High-strength alloys as conductive material in coil production
Among the multitude of available copper alloys, some also play a noteworthy role in coil production. The so-called "high-strength alloys" are mainly used because of their higher breaking strength compared to pure copper. They also have higher tensile stress and elongation values. The HTW and XHTW wires from supplier Elektrisola can be an interesting option especially for applications such as loudspeakers, headphones, vibration motors or micromotors, as well as in the aerospace industry or consumer electronics in general.
Rarely used conductor material in coil manufacturing
Wires made of the following materials are rarely used in coil production:
Carbon wire is cheaper to produce and suppresses radio frequency interference (RFI) and electromagnetic interference (EMI). It is used in vehicle construction and as replacement wire.
Manganin is an alloy consisting of copper, manganese and nickel. Manganin, also called constantin, has very little change in resistance with temperature fluctuations, is very resistant to heat corrosion and has high long-term stability.
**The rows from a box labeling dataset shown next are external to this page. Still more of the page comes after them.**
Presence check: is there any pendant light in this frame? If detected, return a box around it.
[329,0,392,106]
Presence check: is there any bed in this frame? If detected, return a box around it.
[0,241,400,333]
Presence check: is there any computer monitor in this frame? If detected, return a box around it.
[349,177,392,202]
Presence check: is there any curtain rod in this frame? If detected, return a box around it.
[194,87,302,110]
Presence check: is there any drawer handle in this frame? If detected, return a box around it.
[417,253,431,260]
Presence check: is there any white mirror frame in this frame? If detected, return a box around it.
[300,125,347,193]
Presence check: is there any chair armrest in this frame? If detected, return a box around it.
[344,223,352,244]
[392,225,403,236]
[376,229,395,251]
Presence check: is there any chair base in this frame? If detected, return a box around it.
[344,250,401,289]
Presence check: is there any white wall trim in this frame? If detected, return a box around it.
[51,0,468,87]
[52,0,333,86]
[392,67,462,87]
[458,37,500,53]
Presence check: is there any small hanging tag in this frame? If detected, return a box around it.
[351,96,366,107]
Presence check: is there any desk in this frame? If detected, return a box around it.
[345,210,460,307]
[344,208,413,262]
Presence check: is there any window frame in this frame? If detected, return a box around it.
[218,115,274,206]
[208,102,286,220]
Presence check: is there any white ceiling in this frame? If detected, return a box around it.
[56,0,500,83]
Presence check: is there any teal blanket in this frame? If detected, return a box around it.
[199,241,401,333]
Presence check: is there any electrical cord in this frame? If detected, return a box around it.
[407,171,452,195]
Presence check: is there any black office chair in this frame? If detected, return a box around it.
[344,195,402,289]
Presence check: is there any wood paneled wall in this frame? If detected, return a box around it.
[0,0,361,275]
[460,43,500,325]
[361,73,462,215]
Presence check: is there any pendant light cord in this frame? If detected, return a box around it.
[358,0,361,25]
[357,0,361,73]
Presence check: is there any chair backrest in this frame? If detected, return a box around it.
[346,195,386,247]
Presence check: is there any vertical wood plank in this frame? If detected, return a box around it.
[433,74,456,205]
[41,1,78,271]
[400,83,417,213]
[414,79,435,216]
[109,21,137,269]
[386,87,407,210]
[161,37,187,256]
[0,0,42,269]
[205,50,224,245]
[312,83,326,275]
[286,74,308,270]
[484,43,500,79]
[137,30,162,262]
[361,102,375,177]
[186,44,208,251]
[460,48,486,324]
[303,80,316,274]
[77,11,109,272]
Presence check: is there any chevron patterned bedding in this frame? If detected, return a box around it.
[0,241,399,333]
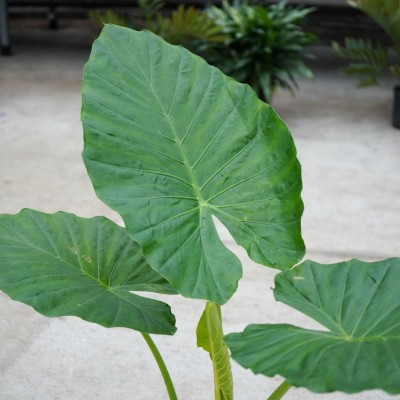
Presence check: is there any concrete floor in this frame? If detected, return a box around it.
[0,24,400,400]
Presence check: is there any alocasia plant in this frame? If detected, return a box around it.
[0,25,400,400]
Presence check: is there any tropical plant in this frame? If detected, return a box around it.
[204,0,316,101]
[0,25,400,400]
[332,0,400,87]
[90,0,227,53]
[146,4,226,52]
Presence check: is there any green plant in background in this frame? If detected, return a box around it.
[90,0,223,53]
[332,0,400,87]
[0,25,400,400]
[205,0,316,102]
[146,4,226,52]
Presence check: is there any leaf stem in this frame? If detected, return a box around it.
[267,380,292,400]
[142,333,178,400]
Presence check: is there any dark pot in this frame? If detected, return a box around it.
[393,86,400,129]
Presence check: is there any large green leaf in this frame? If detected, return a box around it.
[225,258,400,393]
[196,301,233,400]
[82,25,304,304]
[0,210,176,335]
Titanium has good mechanical and physical properties. It is acid resistant and easy to configure, fabricate and weld. The corrosion resistance of titanium wire has made it a major component in the aerospace, chemical processing and medical industries.
Nickel-chromium wire is made of nickel, chromium and iron. It is tough and resistant to oxidation and has good ductility and weldability. The different types of nichrome have a number designation that indicates the amount of nickel they contain. The types of nichrome are nichrome 20, 30, 40, 60, 70 and 80. The operating temperature of nichrome varies between 1050° C and 1180° C.
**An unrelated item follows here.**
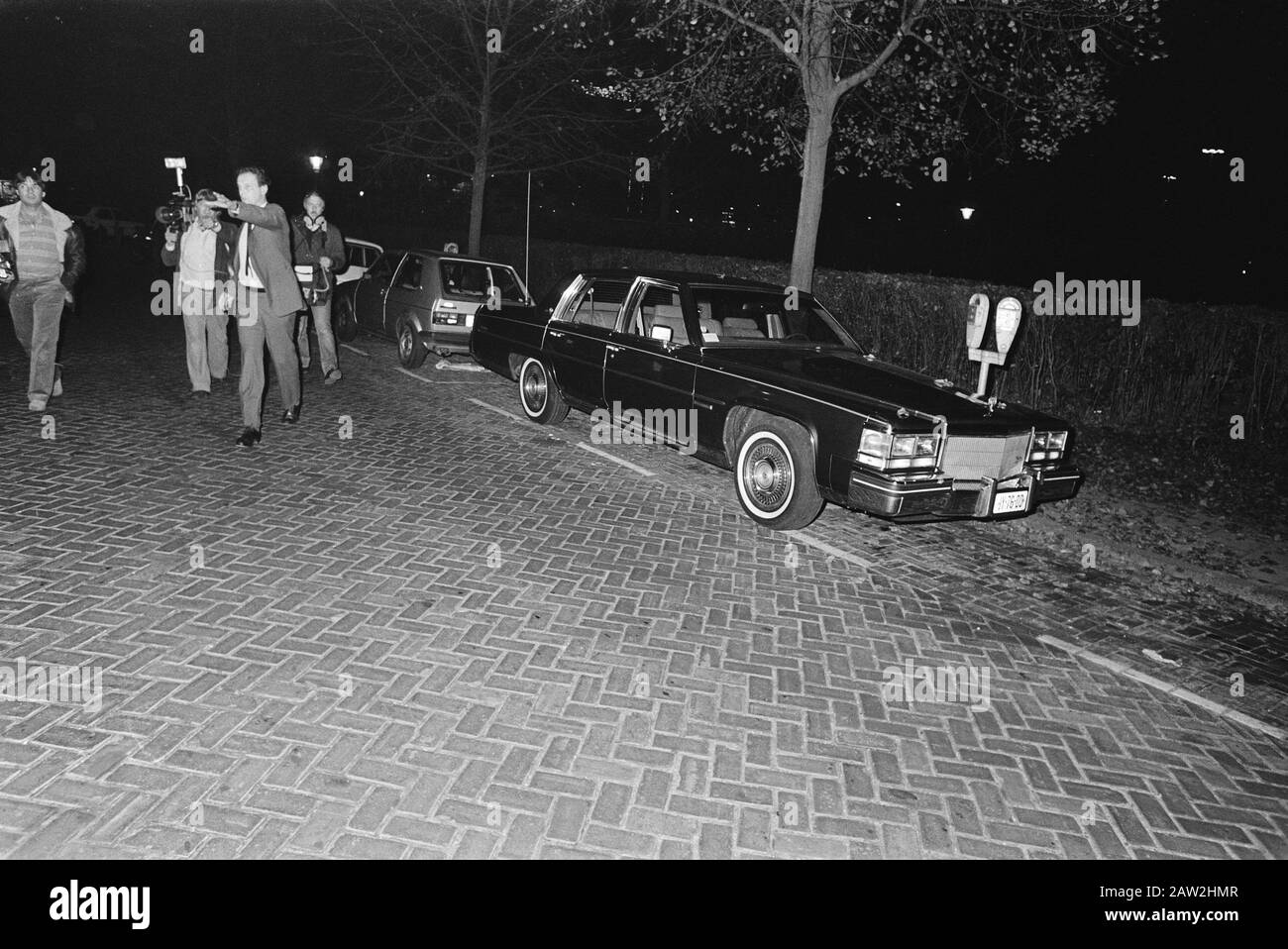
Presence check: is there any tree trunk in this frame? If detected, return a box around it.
[469,56,492,258]
[469,152,486,258]
[789,102,834,291]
Kanthal is an alloy of iron-chromium-aluminium (FeCrAl) and is used in resistance and high-temperature applications. It forms a protective layer of aluminium oxide that serves as both a heat conductor and insulator. Kanthal has an extremely high melting temperature of 1425° C.
Nickel wire heats up quickly and has a very low resistance. Unfortunately, nickel wire melts easily at high temperatures and can therefore only be used in temperature-controlled applications.
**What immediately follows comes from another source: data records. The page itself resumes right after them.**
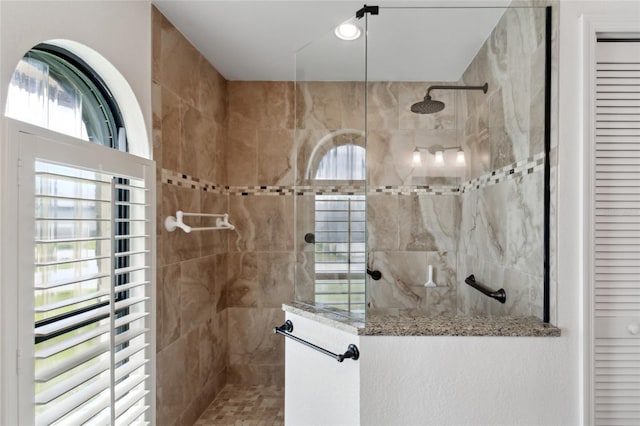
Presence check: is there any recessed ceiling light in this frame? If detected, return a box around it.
[334,22,362,41]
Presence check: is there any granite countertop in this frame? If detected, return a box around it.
[282,302,560,337]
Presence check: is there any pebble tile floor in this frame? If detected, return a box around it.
[194,384,284,426]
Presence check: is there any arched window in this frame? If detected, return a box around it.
[6,44,127,151]
[316,144,366,180]
[314,144,366,313]
[3,44,155,425]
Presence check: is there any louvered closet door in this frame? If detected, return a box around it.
[593,42,640,426]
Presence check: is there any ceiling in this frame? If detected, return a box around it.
[152,0,510,81]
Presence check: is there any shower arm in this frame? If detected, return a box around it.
[427,83,489,96]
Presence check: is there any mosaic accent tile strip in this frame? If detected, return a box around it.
[160,152,544,196]
[460,152,544,193]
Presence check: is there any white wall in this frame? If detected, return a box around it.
[0,0,151,424]
[359,336,579,426]
[279,312,361,426]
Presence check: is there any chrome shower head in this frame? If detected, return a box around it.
[411,83,489,114]
[411,95,444,114]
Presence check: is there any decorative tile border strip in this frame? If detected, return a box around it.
[367,185,460,195]
[160,152,544,196]
[460,152,544,193]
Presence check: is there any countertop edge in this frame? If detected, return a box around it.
[282,302,561,337]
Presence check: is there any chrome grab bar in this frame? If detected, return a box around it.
[273,320,360,362]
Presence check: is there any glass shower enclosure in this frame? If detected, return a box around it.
[295,2,551,318]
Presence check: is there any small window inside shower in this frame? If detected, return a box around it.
[314,144,366,313]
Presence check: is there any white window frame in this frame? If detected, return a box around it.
[0,118,156,425]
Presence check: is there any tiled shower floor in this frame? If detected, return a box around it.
[194,384,284,426]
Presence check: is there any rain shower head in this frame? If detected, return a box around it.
[411,83,489,114]
[411,95,444,114]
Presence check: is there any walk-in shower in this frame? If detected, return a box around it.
[294,2,554,319]
[411,83,489,114]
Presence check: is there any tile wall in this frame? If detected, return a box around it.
[226,81,295,386]
[152,8,229,425]
[458,8,545,318]
[153,3,556,424]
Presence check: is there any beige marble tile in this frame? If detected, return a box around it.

Conclusion regarding the most suitable wire material in the manufacture of solenoid coils
Copper is and remains the most common material in coil manufacturing, but depending on the intended use, required performance or target price, it is also worthwhile to test alternative wire materials. Over the past few years, aluminium or copper-clad aluminium (CCA wire) in particular have established themselves as widespread options for coil production.